11. It is noted that the petitioner did not raise this issue at any point prior to the institution of the present writ petition although the point was available to the petitioner at the stage of issuance of notice under Section 148A(b) as well as upon issuance of the order dated March 27, 2023 under Section 148A(d) of the said Act of 1961. Although jurisdictional issues, which go to the root of the matter can be raised at any point of time, yet raising of such issue for the first time in the second round of writ proceeding before this Court, gives an impression that the petitioner only seeks to avoid the statutory forum of appeal and delay final adjudication of the matter.
12. The factual disputes that may fall for determination can very well be raised before the appellate authority available to the petitioner under section 246 of the said Act of 1961. Since the jurisdictional issue raised by the petitioner has failed to withstand scrutiny of this Court under Article 226 of the Constitution of India and the petitioner has an alternative and efficacious remedy before the Appellate Authority under Section 246 of the said Act of 1961, the instant writ petition cannot be entertained. W.P.O646 of 2024 stand dismissed.

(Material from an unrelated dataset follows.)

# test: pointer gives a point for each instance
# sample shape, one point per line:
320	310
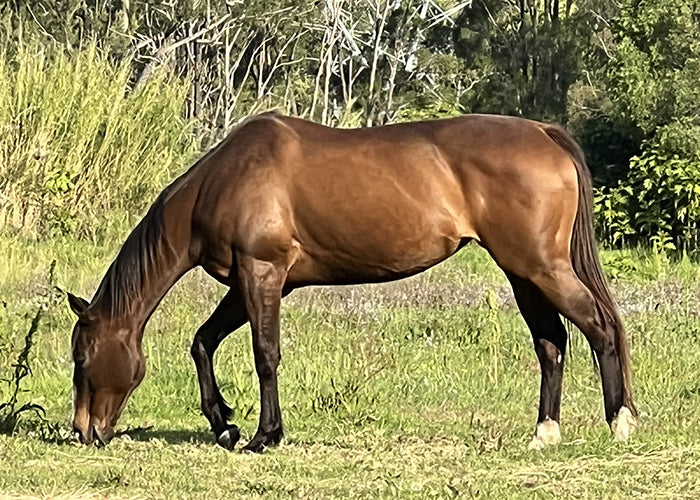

13. However, this order shall not prevent the petitioner to prefer appeal before the appellate authority under section 246 of the said Act of 1961. Since the petitioner has approached this Court within the statutory period of limitation provided for preferring appeal under section 246 of the said Act of 1961, if an appeal is filed by the petitioner within 15 days from date, the Appellate Authority shall consider such appeal on merits and dispose of the same in accordance with law, without raising the issue of limitation.